Re: Re: old version of scala
Hi
Having dug a little deeper into building scala 2.12.8, I have found two
issues that needs some explaining.
Scala and sbt environemnts are a bit different from the ordinary java or
C environments.
I know there already exists scala and sbt packages in debian, but as far
as I understand those were built with Ant, which is the old way of doing
things in scala/sbt. Nevertheless, the following might not be news.
1- Scala requires scala and sbt to build the scala project. Likewise Sbt
requires scala and sbt, to build the sbt project.
2- scala does not require a system or user installation of scala, as is
normal with f.ex. java and maven.
- Instead, a scala project describes its scala and sbt versions in its
build file, which sbt uses to bootstrap the project build environment.
I.e. it downloads and installs the required scala and sbt version inside
the project environment, affecting no other projects, or the system.

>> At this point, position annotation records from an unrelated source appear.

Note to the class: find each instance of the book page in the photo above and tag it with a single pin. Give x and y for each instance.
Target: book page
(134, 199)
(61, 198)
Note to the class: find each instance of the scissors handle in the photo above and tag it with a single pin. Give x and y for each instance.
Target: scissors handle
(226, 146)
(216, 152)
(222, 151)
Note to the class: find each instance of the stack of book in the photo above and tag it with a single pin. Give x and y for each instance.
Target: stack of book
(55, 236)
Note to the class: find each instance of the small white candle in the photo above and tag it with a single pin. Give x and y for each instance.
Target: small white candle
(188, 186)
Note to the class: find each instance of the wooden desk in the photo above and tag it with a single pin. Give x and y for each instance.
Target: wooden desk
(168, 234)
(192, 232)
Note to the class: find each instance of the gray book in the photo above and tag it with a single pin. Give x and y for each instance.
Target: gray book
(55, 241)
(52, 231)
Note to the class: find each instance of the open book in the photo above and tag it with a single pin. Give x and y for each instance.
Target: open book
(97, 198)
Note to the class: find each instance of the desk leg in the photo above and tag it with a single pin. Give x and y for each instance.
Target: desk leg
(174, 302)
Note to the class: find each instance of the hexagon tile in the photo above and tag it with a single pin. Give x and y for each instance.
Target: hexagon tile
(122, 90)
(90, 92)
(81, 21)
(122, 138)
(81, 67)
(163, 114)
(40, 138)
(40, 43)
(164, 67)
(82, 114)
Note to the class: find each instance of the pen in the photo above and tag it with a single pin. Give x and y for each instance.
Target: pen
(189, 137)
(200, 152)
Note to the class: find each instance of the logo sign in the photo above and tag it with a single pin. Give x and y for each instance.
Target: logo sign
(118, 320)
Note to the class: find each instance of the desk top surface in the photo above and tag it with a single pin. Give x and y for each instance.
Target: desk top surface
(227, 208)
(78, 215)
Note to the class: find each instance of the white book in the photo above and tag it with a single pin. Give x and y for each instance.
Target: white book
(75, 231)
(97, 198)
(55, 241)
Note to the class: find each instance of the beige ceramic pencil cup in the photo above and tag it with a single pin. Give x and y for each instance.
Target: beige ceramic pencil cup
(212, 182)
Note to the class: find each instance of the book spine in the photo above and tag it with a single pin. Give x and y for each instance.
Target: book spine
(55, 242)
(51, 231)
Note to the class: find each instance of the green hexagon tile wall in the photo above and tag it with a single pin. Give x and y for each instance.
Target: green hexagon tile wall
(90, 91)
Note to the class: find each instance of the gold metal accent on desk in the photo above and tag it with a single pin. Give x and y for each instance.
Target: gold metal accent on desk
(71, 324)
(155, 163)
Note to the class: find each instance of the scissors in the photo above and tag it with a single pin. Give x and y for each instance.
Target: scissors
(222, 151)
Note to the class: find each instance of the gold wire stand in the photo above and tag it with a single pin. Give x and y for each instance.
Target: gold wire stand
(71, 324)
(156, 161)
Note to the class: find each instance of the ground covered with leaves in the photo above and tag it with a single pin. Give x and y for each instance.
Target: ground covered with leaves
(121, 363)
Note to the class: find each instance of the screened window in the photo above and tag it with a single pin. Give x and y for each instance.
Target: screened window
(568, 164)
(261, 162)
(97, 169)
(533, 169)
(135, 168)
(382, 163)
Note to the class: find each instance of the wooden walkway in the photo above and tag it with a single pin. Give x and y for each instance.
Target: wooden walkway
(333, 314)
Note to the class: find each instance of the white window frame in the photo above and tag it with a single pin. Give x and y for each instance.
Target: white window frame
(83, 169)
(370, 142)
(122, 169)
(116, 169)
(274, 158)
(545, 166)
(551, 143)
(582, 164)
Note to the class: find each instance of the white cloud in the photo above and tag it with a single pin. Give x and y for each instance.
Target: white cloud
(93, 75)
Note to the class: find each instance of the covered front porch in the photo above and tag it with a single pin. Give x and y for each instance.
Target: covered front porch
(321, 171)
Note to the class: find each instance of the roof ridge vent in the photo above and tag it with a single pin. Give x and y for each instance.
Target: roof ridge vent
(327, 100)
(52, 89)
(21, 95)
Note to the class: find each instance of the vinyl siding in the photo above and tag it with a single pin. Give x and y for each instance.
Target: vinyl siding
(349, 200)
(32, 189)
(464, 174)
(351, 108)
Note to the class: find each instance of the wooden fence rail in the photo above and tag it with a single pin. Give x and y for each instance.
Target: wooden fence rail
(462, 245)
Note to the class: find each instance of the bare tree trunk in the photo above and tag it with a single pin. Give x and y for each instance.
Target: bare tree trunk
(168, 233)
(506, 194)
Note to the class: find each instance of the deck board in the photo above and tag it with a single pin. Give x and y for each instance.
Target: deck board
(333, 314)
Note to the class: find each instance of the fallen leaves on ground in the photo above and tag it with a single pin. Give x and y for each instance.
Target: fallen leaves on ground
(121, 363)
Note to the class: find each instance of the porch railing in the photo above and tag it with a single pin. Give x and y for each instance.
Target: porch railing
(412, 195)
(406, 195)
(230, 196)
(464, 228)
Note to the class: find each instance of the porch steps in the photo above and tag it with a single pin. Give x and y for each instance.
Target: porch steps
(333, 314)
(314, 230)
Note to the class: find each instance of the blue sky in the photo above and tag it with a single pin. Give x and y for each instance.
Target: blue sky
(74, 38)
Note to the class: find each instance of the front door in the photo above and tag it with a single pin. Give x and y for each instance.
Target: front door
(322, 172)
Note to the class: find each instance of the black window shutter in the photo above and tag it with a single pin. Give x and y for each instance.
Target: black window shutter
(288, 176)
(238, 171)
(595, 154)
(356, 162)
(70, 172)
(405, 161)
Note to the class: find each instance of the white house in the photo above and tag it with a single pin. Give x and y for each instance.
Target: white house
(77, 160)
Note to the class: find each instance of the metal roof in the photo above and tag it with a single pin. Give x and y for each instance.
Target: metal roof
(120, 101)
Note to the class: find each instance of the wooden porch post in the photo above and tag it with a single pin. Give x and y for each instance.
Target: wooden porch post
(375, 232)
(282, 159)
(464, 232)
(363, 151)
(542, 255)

- so in fact, one actually only needs to install the latest sbt
version on a system, to bootstrap, compile and test-run any scala
project. (running the completed application, as a user, requires a scala
installation on the system)
With these facts at hand, the question is how to deal with this in the
debian build system?
On the local maintainers machine, he just downloads and installs the
tarballs of scala and sbt, to compile the newest version of scala and
sbt. Then he edits, build and tests the package-src for both scala and
sbt locally. But the actual building of the packages on the CI system
requires sbt to already be manually installed, without a preexisting sbt
package.
So to build on CI system, is it allowed to preconfigure it manually with
the newest sbt version, i.e. version 1.x, from a tarball download?